Predicting the premier league results
Here is the spreadsheet showing the way in which my predictions were made. I hope it is comprehensible, at least for enthusiasts! I discussed this on the Today programme the day before the matches.
The statistical method used is basically the same as we used last year, when we did well and got 9 win/draw/lose correct and 2 exact scores. For each team we work out an expected number of goals that they will score: this is based on the average for a home or away side (1.69 and 1.09, this season, a strong home advantage of over 50%), adjusted by the 'attack strength' of the team and the 'defence weakness' of their opponents. The expected number of goals for each team are then taken as the means of two independent Poisson distributions and the probability of each goal combination calculated. Adding up the relevant probabilities then gives the assessed chances of a home win, draw, or away win.
Last year we used a very simple model for attack strength and defence weakness, based on the total goals scored and conceded during the season. This year we have allowed the attack strength to depend on whether the team is playing home and away - this easiest way to do this is to consider goals scored home and away entirely independently, but we have 'smoothed' the resulting estimates by giving some weight to away goals when estimating home attack strength. (In formal statistical terms, we are fitting an approximate Poisson regression model with main effects for home/away, team and opposing team, and a mixed effect interaction term.)

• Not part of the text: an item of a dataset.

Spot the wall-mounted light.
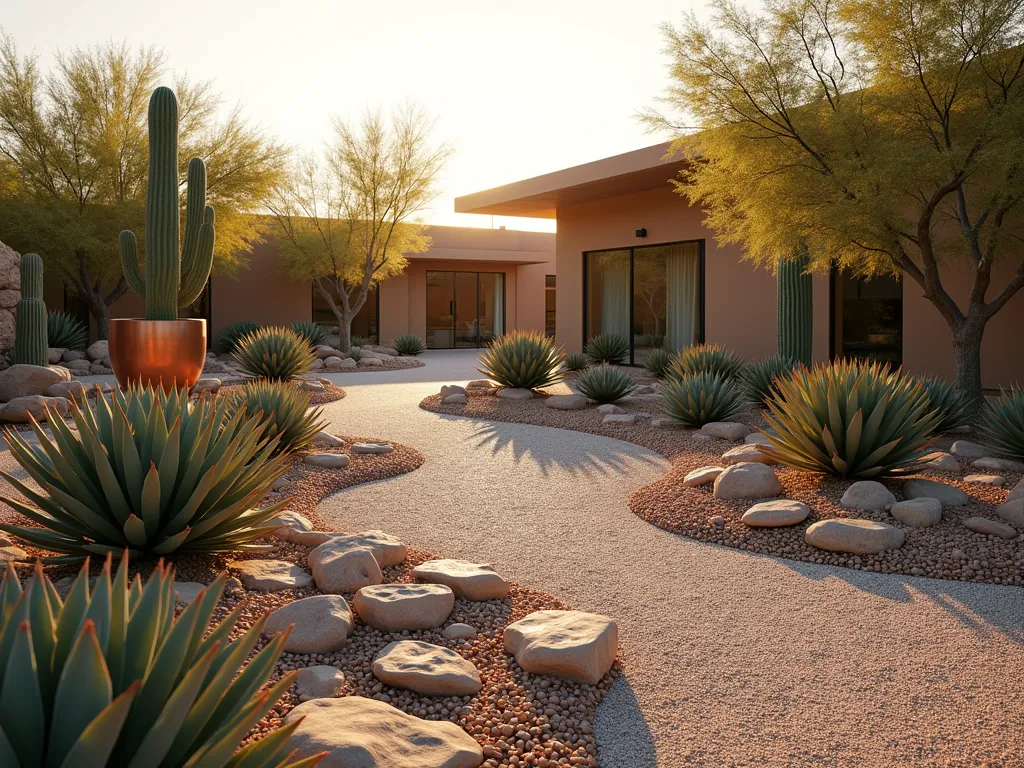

A real problem occurs when the 'most likely' exact score is a draw, but overall the most likely overall result is a win for one team. In this case we have gone for the most likely overall outcome, although this means we have not predicted any draws.
The final predictions are as follows:
Home | Away | Most likely | Probability of result | Probability | Actual result |
---|---|---|---|---|---|
score | (win/draw/lose) | exact score | |||
Arsenal | Fulham | 2-0 | 73% | 15% | 4-0 |
Aston Villa | Blackburn | 1-0 | 69% | 16% | 0-1 |
Bolton | Birmingham | 1-0 | 39% | 11% | 2-1 |
Burnley | Tottenham | 0-2 | 64% | 11% | 4-2 |
Chelsea | Wigan | 4-0 | 96% | 11% | 8-0 |
Everton | Portsmouth | 2-0 | 75% | 14% | 1-0 |
Hull | Liverpool | 0-1 | 61% | 14% | 0-0 |
Man U | Stoke | 2-0 | 80% | 18% | 4-0 |
West Ham | Man C | 1-2 | 55% | 10% | 1-1 |
Wolves | Sunderland | 0-1 | 37% | 15% | 2-1 |
It is important that by adding up the probabilities we can work out how many we expect to get right: 6.5 results and 1.3 exact scores, and anything more than this is luck!
By multiplying the probabilities we can assess the chance that all the predictions will be correct: this comes to around a 1 in 100 chance that all the results will be right, and around 1 in 700 million chance that all the exact scores will be correct. That's why I don't bet on these predictions.
Added at 6pm on Sunday 9th May
A fairly pathetic result. Only 5 results right and no correct exact scores, less than expected but not incompatible with the probabilities given. Just goes to show that uncertainty does not always play out as desired. Mark Lawrenson for the BBC did better: 6 results and 2 exact scores, so he gets his own back for last year when he only got 7 results and 1 exact score. Oh well, back to the day job.